Wir haben mehr eine freundschaftliche Arbeitsbeziehung. Wenn wir in Europa drehen, gehen wir zusammen ins Kino oder besuchen ein Museum. In L. A. geht wieder jeder seiner Wege. Ich habe weder seine private Handynummer, noch war ich je bei ihm zu Hause. Und er auch nicht in meinem Einzimmer-Apartment. Das ist genau richtig so. Im Filmgeschäft geht es sehr hierarchisch zu, auch wenn am Set mehr Kapuzenpullis als Anzüge getragen werden. Hanks ist der Boss, und ich belämmere ihn nicht mit Autogrammwünschen. Aber er gibt mir das Gefühl, dass er meine Arbeit schätzt. Er ist das, was man in Amerika eine »people person« nennt. Gesellig, nahbar, lustig. Wo Hanks ist, wird gelacht.
Dadurch dass er oft mit großen Namen arbeitet, tun Sie das zwangsläufig auch. Erinnern die Stars sich an Ihren Namen?
»I’m a Stand-in, nothing more, nothing less«, heißt es bei uns. Die meisten Leute vergessen meinen Namen gleich, ich habe mir antrainiert, das ganz rational zu sehen. Warum sollten sie sich auch meinen Namen merken? Ich habe keinen großen Eindruck im Leben dieser Leute hinterlassen. Immerhin begrüßt mich Julia Roberts mit »Hello, my favourite GPS-Voice!« Weil ich in einer Szene mal die Stimme ihres Navigationssystems gesprochen habe.
Kommt Ihnen nicht manchmal Ihr Ego in die Quere?

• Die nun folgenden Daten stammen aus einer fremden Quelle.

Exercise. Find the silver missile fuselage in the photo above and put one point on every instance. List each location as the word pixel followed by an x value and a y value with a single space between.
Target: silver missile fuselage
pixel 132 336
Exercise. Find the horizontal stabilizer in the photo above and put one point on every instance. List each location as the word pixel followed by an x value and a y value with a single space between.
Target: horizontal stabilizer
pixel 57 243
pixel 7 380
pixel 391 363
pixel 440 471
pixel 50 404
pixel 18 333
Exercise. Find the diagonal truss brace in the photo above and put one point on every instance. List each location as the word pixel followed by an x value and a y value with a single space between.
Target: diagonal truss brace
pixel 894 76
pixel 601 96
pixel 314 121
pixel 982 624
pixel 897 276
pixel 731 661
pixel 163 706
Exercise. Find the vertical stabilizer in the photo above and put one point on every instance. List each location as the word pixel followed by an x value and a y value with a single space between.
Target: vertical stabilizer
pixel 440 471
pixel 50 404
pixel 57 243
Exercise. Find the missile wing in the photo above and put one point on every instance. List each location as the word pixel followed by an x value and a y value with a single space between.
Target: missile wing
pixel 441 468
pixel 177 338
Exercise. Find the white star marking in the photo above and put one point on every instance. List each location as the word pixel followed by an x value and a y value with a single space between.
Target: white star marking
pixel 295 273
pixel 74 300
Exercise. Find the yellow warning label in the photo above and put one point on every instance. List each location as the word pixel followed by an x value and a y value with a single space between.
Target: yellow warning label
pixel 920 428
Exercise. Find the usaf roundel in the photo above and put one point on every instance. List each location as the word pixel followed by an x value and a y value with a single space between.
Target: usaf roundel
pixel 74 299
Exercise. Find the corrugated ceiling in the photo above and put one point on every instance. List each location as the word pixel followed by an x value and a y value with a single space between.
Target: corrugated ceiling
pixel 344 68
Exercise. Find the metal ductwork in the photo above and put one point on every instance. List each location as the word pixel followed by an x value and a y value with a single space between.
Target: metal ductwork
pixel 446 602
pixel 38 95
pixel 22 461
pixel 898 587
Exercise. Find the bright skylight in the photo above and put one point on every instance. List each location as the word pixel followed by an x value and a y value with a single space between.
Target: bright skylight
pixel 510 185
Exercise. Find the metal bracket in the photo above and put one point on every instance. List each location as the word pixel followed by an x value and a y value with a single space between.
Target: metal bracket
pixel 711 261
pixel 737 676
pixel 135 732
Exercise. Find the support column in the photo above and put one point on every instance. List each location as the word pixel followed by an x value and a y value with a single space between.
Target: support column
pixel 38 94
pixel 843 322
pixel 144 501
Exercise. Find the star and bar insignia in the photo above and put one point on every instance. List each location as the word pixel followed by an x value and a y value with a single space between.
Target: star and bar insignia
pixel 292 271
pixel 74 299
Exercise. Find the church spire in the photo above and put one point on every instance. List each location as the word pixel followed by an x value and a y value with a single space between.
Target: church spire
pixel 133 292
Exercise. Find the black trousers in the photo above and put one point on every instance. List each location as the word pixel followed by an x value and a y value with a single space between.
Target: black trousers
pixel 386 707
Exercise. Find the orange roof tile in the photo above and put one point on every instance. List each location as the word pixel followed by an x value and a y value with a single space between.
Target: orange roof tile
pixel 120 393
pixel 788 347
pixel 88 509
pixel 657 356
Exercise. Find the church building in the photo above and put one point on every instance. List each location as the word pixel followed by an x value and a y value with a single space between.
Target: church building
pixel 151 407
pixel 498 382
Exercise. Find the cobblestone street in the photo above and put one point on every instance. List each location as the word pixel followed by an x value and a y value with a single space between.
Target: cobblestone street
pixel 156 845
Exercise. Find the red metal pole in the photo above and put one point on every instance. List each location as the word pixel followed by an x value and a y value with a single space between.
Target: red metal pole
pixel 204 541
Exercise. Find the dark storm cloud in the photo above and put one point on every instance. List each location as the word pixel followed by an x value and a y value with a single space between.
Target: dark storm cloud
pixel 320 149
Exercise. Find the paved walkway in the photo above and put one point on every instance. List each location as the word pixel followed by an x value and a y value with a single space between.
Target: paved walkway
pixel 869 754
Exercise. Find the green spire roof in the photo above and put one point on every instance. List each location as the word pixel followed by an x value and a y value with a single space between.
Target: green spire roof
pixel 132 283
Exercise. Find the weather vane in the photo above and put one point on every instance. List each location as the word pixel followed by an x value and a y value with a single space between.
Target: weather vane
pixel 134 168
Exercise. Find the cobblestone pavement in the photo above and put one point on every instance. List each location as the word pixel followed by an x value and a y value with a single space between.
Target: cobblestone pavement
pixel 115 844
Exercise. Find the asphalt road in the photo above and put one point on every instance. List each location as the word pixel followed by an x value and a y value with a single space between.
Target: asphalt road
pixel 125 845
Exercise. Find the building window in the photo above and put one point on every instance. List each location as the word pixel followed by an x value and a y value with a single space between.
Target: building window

Wenn es sehr ausgeprägt wäre, hätte ich diesen Job längst geschmissen. Aber ich nehme ihn ernst. Viele Stand-ins bringen einen Stuhl mit ans Set, oder sie lesen in einer Ecke. Das lässt sie faul aussehen. Ich nutze den Leerlauf lieber, um Kontakte zu knüpfen. Oft ergattere ich mir auf diesem Weg noch eine kleine Rolle.
Zum Beispiel?
In Der Krieg des Charlie Wilson spiele ich Partygast Nummer drei. Unter der Regie von Mike Nichols, der Klassiker wie Die Reifeprüfung inszeniert hat. Es gab zwar keinen Dialog für mich, aber es war ein echter Part mit Vertrag. Als ich am Morgen meines Drehtags zu den Paramount-Studios fuhr, sah ich im Rückspiegel meines Jeeps das Hollywood-Zeichen und war glücklich. Ich fuhr auf den offiziellen Schauspielerparkplatz und ging in meinen Trailer. Dort hing meine Kleidung, vorbereitet auf einem Ständer mit meinem Namen, und ich bekam mein Mittagessen lange vor den Statisten serviert.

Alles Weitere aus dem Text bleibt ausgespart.